Frank Lynn, Director of Postal Affairs, provides comments and insights into the latest article by Forbes covering the US Postal Reform Bill of 2022:
I believe that this is an objective article that notes the legislation’s highlights.
Corrects the horrendous financial effects of the 2006 Postal Accountability and Enhancement Act (PAEA) legislation. The Recession of 2008, the COVID Pandemic and the erosion of First Class mail volumes were not anticipated during its drafting. No other Federal Agency is burdened with the prepayment requirements of future medical coverage and retirement costs.
Requires the use of Medicare as the primary coverage vehicle for retirees.
Clears the USPS’ unpaid liabilities on ten prior years of non-payment of PAEA cost requirements.

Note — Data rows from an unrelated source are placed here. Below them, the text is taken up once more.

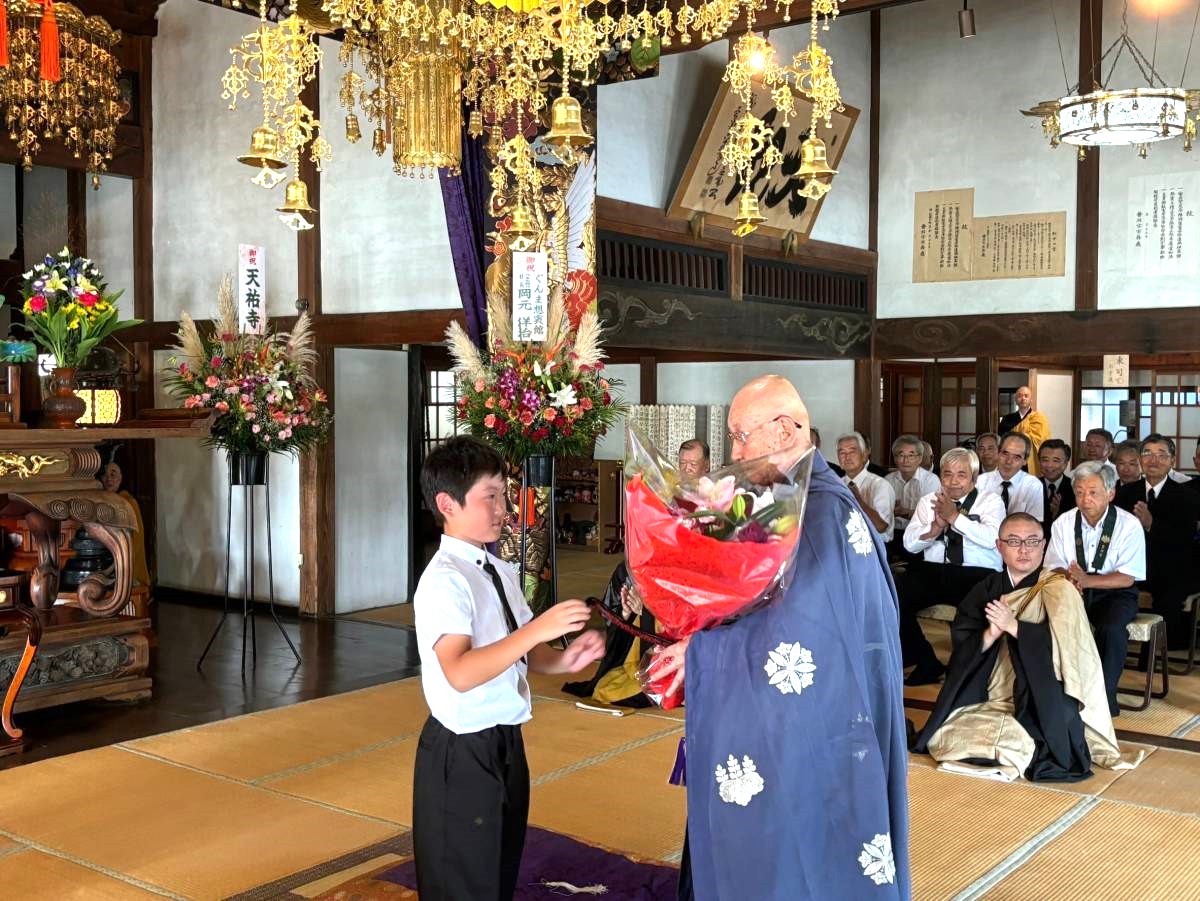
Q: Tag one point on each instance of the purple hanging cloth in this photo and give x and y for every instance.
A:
(465, 198)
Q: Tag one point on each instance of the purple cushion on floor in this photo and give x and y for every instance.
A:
(551, 857)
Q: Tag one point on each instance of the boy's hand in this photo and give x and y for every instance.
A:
(583, 652)
(561, 619)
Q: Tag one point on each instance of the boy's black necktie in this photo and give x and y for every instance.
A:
(493, 574)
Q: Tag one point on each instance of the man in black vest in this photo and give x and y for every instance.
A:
(1168, 512)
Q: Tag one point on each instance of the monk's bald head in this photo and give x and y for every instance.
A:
(768, 418)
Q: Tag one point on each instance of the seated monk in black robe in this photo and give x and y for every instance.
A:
(616, 680)
(1025, 691)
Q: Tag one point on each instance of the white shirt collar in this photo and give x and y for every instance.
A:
(1158, 486)
(465, 551)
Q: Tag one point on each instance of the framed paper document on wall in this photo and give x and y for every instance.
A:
(706, 187)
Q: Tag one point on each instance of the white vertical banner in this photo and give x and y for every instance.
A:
(252, 289)
(531, 294)
(1164, 224)
(1116, 371)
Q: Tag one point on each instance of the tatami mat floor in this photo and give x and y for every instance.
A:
(220, 809)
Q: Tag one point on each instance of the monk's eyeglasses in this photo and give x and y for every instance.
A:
(1032, 544)
(743, 437)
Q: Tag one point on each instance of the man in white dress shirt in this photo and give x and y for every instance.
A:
(955, 529)
(1103, 550)
(910, 482)
(873, 492)
(1021, 492)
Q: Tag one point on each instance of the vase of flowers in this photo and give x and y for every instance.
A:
(69, 312)
(259, 386)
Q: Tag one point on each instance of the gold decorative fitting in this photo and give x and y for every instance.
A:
(523, 230)
(567, 125)
(23, 466)
(295, 210)
(81, 106)
(749, 217)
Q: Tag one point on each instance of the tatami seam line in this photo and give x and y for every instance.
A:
(279, 793)
(30, 845)
(1017, 859)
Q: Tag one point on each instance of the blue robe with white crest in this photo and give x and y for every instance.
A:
(797, 760)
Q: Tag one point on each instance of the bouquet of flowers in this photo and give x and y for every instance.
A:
(261, 385)
(69, 311)
(547, 397)
(706, 551)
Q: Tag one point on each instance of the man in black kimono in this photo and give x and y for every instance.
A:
(1011, 704)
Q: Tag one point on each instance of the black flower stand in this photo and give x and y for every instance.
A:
(247, 472)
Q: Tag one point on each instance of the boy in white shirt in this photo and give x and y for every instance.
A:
(478, 638)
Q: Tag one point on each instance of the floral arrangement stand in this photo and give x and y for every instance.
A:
(247, 472)
(534, 401)
(261, 391)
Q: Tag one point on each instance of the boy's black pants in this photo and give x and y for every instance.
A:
(471, 804)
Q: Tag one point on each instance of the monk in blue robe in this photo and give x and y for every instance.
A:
(796, 746)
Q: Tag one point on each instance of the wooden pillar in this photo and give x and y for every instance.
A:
(143, 476)
(649, 380)
(318, 510)
(77, 211)
(987, 394)
(1087, 175)
(868, 408)
(931, 406)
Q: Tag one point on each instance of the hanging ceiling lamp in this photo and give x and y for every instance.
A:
(1129, 116)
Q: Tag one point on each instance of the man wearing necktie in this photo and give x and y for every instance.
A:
(954, 529)
(1168, 514)
(1020, 492)
(1054, 456)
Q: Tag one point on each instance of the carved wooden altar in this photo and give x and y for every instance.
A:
(48, 478)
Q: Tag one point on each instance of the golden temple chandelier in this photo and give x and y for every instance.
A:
(280, 59)
(1133, 116)
(59, 82)
(414, 65)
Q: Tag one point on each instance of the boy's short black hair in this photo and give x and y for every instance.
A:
(454, 467)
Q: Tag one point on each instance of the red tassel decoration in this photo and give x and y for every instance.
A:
(49, 40)
(4, 35)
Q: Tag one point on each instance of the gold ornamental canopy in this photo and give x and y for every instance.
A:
(59, 82)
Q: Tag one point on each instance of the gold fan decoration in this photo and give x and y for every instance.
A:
(413, 65)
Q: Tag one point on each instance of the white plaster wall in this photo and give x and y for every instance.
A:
(7, 209)
(111, 236)
(383, 238)
(1122, 284)
(204, 204)
(949, 118)
(646, 128)
(826, 385)
(612, 445)
(845, 212)
(371, 480)
(1056, 398)
(192, 490)
(46, 212)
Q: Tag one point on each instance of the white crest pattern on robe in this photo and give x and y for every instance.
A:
(876, 860)
(859, 534)
(738, 782)
(790, 667)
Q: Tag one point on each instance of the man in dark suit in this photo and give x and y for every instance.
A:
(1054, 457)
(1168, 512)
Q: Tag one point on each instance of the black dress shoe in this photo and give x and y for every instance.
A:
(927, 673)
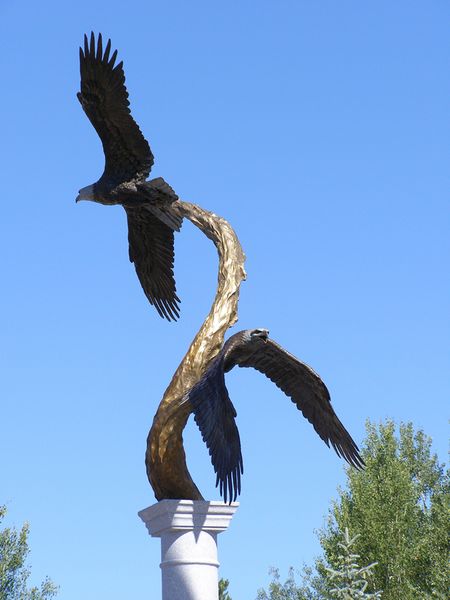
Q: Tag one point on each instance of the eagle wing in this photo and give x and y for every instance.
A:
(151, 249)
(104, 99)
(215, 415)
(307, 391)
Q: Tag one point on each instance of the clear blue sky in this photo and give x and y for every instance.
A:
(320, 131)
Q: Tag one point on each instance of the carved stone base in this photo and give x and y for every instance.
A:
(188, 530)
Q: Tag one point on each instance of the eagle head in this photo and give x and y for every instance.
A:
(87, 193)
(255, 334)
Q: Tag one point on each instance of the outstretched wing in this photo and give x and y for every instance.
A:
(104, 99)
(215, 415)
(307, 391)
(151, 249)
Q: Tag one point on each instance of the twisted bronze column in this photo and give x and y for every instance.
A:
(165, 458)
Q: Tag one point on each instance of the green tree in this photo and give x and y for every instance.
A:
(14, 573)
(223, 589)
(399, 509)
(349, 579)
(399, 504)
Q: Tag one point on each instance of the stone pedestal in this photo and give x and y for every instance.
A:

Formalizes the requirement of six- day USPS delivery to all addresses. Previously, the statute had to be renewed annually as part of the bill which subsidizes the USPS mail
deliveries for approved nonprofit organizations, Matter for the Blind and Franked mail for Congressmen.
Development of a delivery dashboard to convey on-time mail performance based on internal processing scans of the Full Service Intelligent Mail barcode. Recall that the
PMG’s plan to standardize nationwide 5-day delivery of First Class mail and optimize the ground network performance was the catalyst of much angst. Initial transitional
issues and political interests caused controversial critical commentary. The goal was 95% on-time performance and the USPS is not quite there yet ( 87% to 91% for First Class).
Provides the USPS with some flexibility to experiment with expanded services at a national and local level.
Lastly it offered loosened qualification regulations for Periodicals newspapers to continue to qualify for heavily discount postage rates. Recall that the Postal Service’s roots initiated with servicing small local newspapers. Freeport’s shares those roots. Newspapers’ subscriptions have been decimated by a combination of the immediacy of digital news services, costs of paper, postage and manufacturing and the USPS focus away from manual processing of mail. Mail whose design causes manual sortation will receive delayed service.